Multiple slides and scaling

Multiple slides and scaling#

How do I process a folder of slides?#

Put the single-slide workflow in a function with explicit input, output, and configuration. Do not rely on notebook state.

from pathlib import Path
import lazyslide as zs

def process_slide(slide: Path, output_dir: Path) -> Path:
    store = output_dir / f"{slide.stem}.zarr"
    wsi = zs.open_wsi(slide, backed_file=store)
    zs.pp.find_tissues(wsi, level=-1)
    zs.pp.tile_tissues(wsi, 256, mpp=0.5)
    zs.tl.feature_extraction(wsi, "resnet50", batch_size=32)
    wsi.write(overwrite=True)
    return store

slides = sorted(Path("slides").glob("*.svs"))
for slide in slides:
    process_slide(slide, Path("results"))

Validate on a small, diverse subset before launching the full cohort.

How do I make a batch workflow reproducible?#

Record at least:

LazySlide, wsidata, and lazyslide-models versions;
source slide identifier and checksum or immutable path;
reader and source MPP;
tissue, tiling, QC, model, and aggregation parameters;
model weight revision and access source;
hardware and mixed-precision settings;
status, elapsed time, warnings, and failure message per slide.

Store this configuration in a version-controlled text file and write a per-slide manifest instead of relying only on log output.

How do I resume an interrupted cohort?#

Use one output store and one status record per slide. Before processing, check that all expected output keys exist rather than checking only whether the directory exists.

expected_tables = {"resnet50_tiles"}
complete = expected_tables.issubset(set(wsi.tables))

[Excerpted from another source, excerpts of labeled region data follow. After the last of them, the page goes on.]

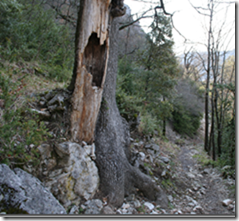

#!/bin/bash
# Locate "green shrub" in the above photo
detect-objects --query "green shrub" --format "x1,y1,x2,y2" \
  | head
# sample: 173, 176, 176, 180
173, 111, 202, 137
0, 73, 49, 167
139, 113, 159, 135
0, 0, 74, 81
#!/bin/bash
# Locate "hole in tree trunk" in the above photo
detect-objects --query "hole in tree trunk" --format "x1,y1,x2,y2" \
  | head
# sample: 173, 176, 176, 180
83, 33, 106, 87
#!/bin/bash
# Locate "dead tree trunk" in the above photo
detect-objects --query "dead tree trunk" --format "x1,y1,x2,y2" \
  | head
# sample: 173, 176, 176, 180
69, 0, 112, 143
95, 18, 167, 207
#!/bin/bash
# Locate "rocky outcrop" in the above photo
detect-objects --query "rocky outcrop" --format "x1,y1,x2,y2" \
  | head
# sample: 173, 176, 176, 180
38, 142, 99, 208
0, 164, 66, 214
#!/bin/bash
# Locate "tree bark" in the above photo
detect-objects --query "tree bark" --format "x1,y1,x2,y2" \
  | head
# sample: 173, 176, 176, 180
204, 0, 214, 152
69, 0, 111, 143
95, 18, 167, 207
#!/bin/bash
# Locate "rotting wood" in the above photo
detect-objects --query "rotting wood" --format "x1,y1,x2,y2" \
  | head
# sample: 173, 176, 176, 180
71, 0, 111, 143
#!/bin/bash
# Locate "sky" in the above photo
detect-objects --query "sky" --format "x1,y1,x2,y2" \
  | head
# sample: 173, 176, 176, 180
124, 0, 235, 55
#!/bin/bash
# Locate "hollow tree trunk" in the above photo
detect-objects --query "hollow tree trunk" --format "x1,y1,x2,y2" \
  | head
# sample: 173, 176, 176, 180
95, 18, 167, 207
69, 0, 111, 143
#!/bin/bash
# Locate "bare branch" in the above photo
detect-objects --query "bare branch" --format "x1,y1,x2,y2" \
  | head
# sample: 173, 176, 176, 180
188, 0, 210, 16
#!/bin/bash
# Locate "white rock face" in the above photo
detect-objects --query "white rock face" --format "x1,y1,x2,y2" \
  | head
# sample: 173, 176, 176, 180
144, 202, 154, 210
45, 142, 99, 207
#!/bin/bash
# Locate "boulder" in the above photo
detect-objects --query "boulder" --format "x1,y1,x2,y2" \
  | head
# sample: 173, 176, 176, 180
0, 164, 66, 214
85, 199, 103, 214
159, 156, 169, 164
44, 142, 99, 208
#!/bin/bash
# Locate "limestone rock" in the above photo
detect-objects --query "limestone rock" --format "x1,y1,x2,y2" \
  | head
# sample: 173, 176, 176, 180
159, 157, 169, 163
85, 199, 103, 214
44, 142, 99, 208
101, 206, 116, 215
69, 205, 79, 214
222, 199, 232, 206
144, 202, 154, 211
0, 164, 66, 214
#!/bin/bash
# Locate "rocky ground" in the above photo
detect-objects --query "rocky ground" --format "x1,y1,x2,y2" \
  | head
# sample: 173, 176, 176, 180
69, 124, 235, 215
0, 91, 235, 216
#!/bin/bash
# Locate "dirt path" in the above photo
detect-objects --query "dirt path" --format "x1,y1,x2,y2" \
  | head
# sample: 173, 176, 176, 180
174, 141, 235, 215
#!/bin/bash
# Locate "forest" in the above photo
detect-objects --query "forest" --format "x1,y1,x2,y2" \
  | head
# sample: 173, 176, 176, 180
0, 0, 236, 216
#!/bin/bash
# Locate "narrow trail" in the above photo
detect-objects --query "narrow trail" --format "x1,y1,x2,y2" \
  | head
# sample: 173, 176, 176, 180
175, 141, 235, 215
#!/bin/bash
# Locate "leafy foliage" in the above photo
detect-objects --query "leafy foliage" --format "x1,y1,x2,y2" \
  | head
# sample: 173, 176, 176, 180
0, 0, 74, 81
0, 73, 49, 166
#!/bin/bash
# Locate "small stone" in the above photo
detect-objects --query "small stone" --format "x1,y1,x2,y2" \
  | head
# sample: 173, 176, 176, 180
168, 195, 173, 202
144, 144, 151, 149
116, 209, 122, 214
193, 206, 203, 212
139, 141, 144, 146
69, 205, 79, 214
139, 152, 145, 161
159, 157, 169, 163
161, 170, 166, 177
178, 210, 183, 214
133, 200, 141, 208
197, 173, 203, 178
186, 173, 195, 179
39, 101, 46, 106
203, 169, 211, 174
121, 209, 128, 214
82, 141, 87, 147
102, 206, 116, 214
126, 194, 135, 201
144, 202, 154, 210
121, 203, 130, 209
150, 210, 159, 215
222, 199, 233, 206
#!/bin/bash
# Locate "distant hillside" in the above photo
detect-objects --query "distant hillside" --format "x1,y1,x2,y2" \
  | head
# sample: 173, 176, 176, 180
119, 5, 146, 57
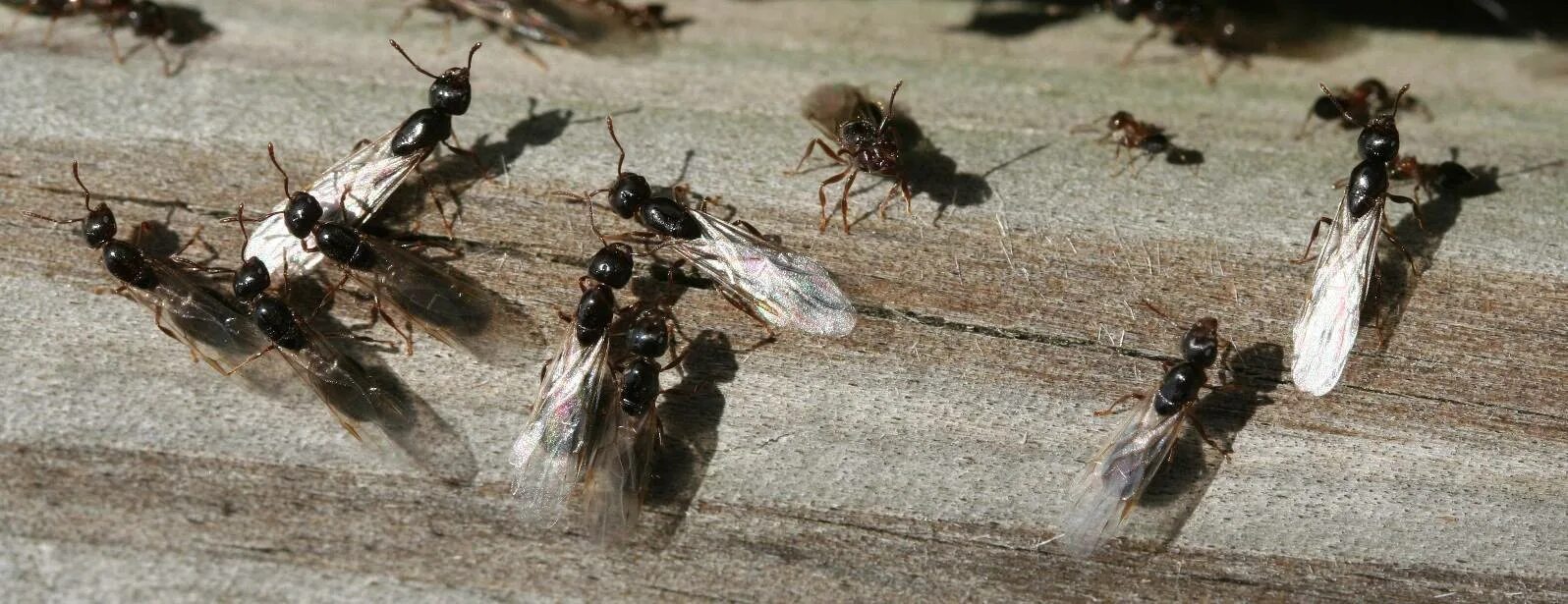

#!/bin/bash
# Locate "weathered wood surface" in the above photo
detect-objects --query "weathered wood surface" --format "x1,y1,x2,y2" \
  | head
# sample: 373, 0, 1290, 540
0, 0, 1568, 601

Write to a temporary or clearly marked in-progress location when atomic completion matters.

How do I use Dask?#

Parallelize at the slide level when possible: each worker opens, processes, writes, and closes one slide. Avoid sending open reader objects or large WSI arrays between workers. See the multiple-slides tutorial for a complete distributed example.

How do I aggregate slide-level features?#

First aggregate tile features within each slide:

zs.tl.feature_aggregation(wsi, feature_key="resnet50", encoder="mean")

Collect the resulting slide-level vectors into an AnnData or tabular object in the cohort loop, keeping the slide identifier as the observation index. Validate that every slide uses the same feature model and aggregation settings before concatenating the results.

How do I harmonize slides from different scanners?#

Use physical resolution rather than a fixed pyramid level, validate MPP metadata, and hold tile field of view constant. Treat stain normalization as a model- and study-specific choice: compare downstream behavior before applying it to the complete cohort. Preserve scanner and site metadata so residual batch effects can be measured.